第24話 伝説の守護聖石
「あーるぅ、あっち……ここ!」
分かれ道にさしかかるたびに「あっち、あっち」と指示してきたエルリーが、通路の途中で「ここだ」と主張した。
「え? ここって……」
アルムは戸惑って周囲を見回した。
石で造られた天井と壁があるばかりで、他になにもない通路の真ん中だ。
「エルリー、なにもないよ?」
「んーん。ここ!」
エルリーが横の壁を指さす。もちろん、なんの変哲もない石の壁だ。
この壁になにか気になる部分があるのかと、アルムは近寄って壁を凝視した。
特に変わったところがあるようには見えず、手を伸ばして壁を触ってみた。
「なにもな……」
壁を押して確かめていた手が、ある箇所に触れた途端にずっ、と沈み込んだ。
「えあ……うきゃあっ!」
壁の一部が回転扉になっていて、押した勢いのままアルムは壁の向こうに倒れ込んだ。
「いてて……」
「わあ、すごいね。こんな隠し扉があったなんて」
セオドアがエルリーを抱っこして扉をくぐってきた。
アルムは手のひらサイズの火球を出して辺りを照らした。
そこは広い隠し部屋だった。古い書物やがらくたのような物が積み上がっているのが確認できる。物置部屋だろうか。
「お嬢さんはどうしてこの場所を知っていたんだい?」
「んーん。知らないの」
エルリーがふるふる首を振る。
知るわけがない。エルリーはついこのあいだまで、生まれた地で監禁されていて外の世界を知らなかったのだから。
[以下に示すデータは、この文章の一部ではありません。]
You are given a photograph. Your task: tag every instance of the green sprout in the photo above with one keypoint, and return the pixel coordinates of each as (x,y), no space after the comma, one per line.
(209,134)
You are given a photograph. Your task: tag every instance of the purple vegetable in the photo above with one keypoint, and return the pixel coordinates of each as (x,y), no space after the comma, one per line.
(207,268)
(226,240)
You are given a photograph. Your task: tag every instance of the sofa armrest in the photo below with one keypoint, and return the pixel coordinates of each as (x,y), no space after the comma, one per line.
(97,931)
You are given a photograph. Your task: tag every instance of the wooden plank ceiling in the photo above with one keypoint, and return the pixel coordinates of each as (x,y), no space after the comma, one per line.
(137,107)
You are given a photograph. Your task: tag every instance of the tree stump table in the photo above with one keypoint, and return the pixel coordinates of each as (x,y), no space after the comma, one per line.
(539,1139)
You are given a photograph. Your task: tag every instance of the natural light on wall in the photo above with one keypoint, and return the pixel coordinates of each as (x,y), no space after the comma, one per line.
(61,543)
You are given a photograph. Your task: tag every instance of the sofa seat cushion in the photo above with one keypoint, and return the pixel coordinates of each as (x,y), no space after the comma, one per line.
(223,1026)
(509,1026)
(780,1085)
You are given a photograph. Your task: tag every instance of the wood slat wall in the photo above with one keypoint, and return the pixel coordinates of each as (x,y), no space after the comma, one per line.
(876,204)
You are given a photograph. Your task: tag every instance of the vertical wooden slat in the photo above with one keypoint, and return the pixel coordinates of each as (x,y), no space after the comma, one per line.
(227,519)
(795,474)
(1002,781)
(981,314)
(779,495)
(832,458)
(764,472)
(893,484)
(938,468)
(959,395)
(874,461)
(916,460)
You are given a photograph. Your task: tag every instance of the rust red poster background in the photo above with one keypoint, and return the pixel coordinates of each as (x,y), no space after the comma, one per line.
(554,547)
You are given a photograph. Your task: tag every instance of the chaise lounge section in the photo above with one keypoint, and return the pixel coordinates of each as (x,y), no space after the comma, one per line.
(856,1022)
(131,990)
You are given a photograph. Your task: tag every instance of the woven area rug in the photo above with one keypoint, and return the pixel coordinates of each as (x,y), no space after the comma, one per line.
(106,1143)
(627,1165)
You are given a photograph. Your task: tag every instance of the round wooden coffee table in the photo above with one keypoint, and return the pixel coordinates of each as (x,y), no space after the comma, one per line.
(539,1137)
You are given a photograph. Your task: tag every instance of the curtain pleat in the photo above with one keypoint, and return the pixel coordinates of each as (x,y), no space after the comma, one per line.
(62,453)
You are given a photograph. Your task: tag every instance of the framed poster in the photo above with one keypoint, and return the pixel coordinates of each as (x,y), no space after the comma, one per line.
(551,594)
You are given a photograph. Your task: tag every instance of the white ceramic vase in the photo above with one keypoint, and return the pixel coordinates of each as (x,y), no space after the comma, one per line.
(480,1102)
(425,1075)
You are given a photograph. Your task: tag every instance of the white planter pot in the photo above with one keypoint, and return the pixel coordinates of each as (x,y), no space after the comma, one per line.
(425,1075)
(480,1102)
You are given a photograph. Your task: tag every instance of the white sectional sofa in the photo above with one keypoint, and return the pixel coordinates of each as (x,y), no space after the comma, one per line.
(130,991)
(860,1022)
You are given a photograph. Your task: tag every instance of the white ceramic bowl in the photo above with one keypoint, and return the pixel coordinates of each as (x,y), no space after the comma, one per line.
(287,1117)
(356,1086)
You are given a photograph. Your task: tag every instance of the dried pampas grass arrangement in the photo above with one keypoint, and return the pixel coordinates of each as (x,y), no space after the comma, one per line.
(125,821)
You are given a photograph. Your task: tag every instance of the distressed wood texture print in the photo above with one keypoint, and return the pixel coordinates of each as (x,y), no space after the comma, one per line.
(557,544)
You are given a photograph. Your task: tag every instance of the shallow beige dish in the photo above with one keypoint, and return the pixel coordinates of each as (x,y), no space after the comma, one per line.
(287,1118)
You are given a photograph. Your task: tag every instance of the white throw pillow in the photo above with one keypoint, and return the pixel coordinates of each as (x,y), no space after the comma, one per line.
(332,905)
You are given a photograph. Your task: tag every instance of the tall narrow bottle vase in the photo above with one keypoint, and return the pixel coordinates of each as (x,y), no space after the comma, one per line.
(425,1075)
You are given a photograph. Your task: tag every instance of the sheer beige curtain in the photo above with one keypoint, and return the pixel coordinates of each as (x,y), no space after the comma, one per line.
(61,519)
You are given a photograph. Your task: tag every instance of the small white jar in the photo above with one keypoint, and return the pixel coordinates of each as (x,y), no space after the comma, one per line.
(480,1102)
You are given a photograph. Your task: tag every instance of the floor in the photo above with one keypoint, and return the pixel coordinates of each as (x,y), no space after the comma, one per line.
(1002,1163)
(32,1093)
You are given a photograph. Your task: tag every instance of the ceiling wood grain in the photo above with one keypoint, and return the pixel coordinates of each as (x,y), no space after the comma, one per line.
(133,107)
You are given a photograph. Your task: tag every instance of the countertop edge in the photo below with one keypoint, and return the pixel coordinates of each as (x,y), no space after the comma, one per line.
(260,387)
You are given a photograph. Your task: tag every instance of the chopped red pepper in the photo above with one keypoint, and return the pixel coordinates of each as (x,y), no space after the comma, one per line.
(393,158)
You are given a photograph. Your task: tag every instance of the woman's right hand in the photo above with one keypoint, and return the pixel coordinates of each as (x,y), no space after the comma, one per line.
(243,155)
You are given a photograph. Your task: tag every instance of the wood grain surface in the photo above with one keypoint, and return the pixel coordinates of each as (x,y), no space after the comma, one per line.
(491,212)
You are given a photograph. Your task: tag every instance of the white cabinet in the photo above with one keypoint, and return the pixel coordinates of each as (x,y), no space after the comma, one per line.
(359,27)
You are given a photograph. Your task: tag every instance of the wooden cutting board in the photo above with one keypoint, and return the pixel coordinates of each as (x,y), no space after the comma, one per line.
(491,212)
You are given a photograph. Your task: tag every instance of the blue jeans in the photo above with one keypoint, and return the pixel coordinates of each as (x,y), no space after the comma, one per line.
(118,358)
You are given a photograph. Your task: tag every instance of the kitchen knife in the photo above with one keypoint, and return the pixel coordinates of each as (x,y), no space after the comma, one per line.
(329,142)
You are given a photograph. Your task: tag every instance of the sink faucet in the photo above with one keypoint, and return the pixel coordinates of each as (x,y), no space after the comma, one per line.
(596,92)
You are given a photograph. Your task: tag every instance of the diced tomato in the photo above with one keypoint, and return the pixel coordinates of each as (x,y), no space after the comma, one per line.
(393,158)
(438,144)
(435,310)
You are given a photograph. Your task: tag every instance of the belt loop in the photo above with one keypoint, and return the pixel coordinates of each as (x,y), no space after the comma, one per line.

それなのに、エルリーがこの場所を探し当てたということは、この中になにか気になるものが――エルリーの強い魔力に干渉するものがあるのかもしれない。
(ヨハネス殿下の安否も気になるけど、エルリーがなにに反応したのかも気になる)
アルムは積み上がったがらくたを見上げた。
一見すると特別に価値がありそうな――金銀財宝のような――物は見当たらない。わざわざこんな隠された場所に仕舞わなくともよさそうな物ばかりだ。
「せっかくみつけた隠し部屋だけど、ここには守護聖石はなさそうだね」
「守護聖石?」
アルムが問い返すと、セオドアはエルリーを床に下ろしながら説明した。
「特別な魔石――始まりの聖女が遺したと言われる五つの魔石のことさ。王国のどこかに隠されていて、王族と大神官だけがその場所を知るという、王国の伝説だよ」
「へー」
そういえば、聖女になったばかりの頃にそんな話を聞いたような気もする。
「ただのおとぎ話と信じていない者も多いけど、私は守護聖石は本当にあると信じているんだ。いくつになっても夢と希望を忘れてはいけないよね」
セオドアがきらきらした笑顔を向けてきたが、この男の口から「夢」とか「希望」という単語が出ると胡散臭さが倍増する気がした。